Ghavami was released on bail on 23 November 2014. She was sentenced to a one-year jail term and a two-year travel ban.

==Life==
Ghavami was born circa 1989 and has an elder brother. She lived in Shepherd's Bush in London in 2014. She has dual British and Iranian nationality. She studied law and graduated from the Law School at the School of Oriental and African Studies, University of London. She worked for a charity in Iran teaching children to read and write.

==Arrest and detention==
On 20 June 2014, Ghavami was detained while trying to enter a Volleyball World League match (Iran vs Italy) at Azadi Indoor Stadium in Tehran. She and other women's rights campaigners were protesting outside the stadium for equal access to sporting events. It is illegal for women to interact with male spectators at sports facilities in Iran. This law was allegedly introduced to protect female spectators from the lewd behaviour of other spectators. The arrested campaigners broke this law.

Ghavami was arrested at the security gate to the stadium and released on bail. When she returned a week later to collect her belongings, she was re-arrested and taken to Evin Prison where she was held in solitary confinement. She shared a cell for a brief while with Atena Farghadani, an Iranian artist and political activist. She began a hunger strike on 1 October 2014 after being held in solitary detention for 100 days.

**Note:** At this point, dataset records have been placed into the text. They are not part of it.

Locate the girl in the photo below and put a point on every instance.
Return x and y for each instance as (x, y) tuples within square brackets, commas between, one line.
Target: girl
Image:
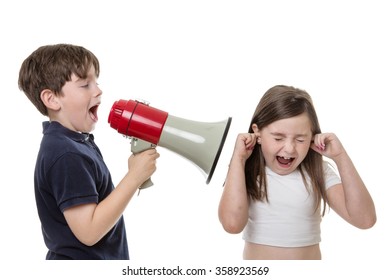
[(277, 180)]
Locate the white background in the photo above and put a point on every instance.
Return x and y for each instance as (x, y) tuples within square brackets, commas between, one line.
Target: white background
[(204, 61)]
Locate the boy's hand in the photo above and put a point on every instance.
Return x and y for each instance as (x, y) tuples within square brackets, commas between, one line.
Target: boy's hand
[(142, 165)]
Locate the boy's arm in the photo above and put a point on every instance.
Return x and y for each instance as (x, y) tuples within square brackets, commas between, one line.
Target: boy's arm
[(90, 222)]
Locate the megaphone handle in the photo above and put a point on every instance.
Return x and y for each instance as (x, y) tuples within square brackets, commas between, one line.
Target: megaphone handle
[(137, 146), (148, 183)]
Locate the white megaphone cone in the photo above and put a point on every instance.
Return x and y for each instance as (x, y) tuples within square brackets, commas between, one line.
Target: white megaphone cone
[(199, 142)]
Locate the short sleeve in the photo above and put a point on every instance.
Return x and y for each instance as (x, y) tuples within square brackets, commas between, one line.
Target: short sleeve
[(72, 178), (331, 177)]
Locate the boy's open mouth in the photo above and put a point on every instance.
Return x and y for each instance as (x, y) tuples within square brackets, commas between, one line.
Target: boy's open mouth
[(285, 160), (93, 113)]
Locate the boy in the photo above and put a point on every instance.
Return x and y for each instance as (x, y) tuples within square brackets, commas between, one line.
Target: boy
[(79, 208)]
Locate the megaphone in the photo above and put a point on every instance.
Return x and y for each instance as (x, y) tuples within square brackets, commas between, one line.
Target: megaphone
[(199, 142)]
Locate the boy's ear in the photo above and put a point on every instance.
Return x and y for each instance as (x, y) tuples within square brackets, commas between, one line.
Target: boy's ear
[(50, 100), (255, 129)]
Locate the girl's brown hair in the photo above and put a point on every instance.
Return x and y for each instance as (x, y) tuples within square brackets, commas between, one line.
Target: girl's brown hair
[(281, 102)]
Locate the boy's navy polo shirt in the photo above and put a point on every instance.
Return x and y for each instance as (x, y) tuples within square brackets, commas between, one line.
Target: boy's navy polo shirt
[(70, 171)]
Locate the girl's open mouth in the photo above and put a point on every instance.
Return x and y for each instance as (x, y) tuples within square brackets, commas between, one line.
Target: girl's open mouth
[(285, 161)]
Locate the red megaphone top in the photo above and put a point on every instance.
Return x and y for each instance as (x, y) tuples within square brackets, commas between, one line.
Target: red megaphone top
[(138, 120)]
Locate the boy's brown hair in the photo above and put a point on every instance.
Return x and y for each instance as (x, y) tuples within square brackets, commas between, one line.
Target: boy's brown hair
[(50, 67)]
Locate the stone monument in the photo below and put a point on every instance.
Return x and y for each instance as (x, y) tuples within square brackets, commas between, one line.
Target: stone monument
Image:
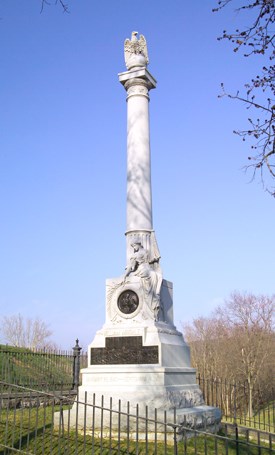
[(138, 355)]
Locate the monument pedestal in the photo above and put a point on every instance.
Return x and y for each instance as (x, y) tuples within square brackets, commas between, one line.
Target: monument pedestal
[(136, 360)]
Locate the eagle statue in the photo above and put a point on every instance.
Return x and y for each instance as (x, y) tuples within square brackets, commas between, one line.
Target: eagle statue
[(135, 51)]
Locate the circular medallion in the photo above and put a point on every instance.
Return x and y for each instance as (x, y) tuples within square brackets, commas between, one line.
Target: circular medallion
[(127, 302)]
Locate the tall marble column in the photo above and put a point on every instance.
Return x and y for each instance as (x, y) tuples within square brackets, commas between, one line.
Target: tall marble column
[(137, 81)]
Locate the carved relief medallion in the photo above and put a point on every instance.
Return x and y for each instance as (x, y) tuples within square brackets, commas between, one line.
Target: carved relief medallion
[(127, 302)]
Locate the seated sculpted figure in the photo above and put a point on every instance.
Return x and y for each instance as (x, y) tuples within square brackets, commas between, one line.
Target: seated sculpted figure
[(151, 278)]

We wanted to go to the stadium together. We wanted to go sit on those chairs to scream and cheer for our national team.
— Shiva Nazar Ahari, one of the women protesting alongside Ghavami at the game.

Iran's judiciary has denied that the charges against Ghavami are related to her stadium visit, stating she was charged with "propaganda against the regime".

Miss Ghavami's arrest and imprisonment has nothing to do with the issue of sports and women's participations in stadiums, and is a national security matter.
— Ghulam Hussein Mohseni Ejeyie, spokesman for the Iranian judiciary.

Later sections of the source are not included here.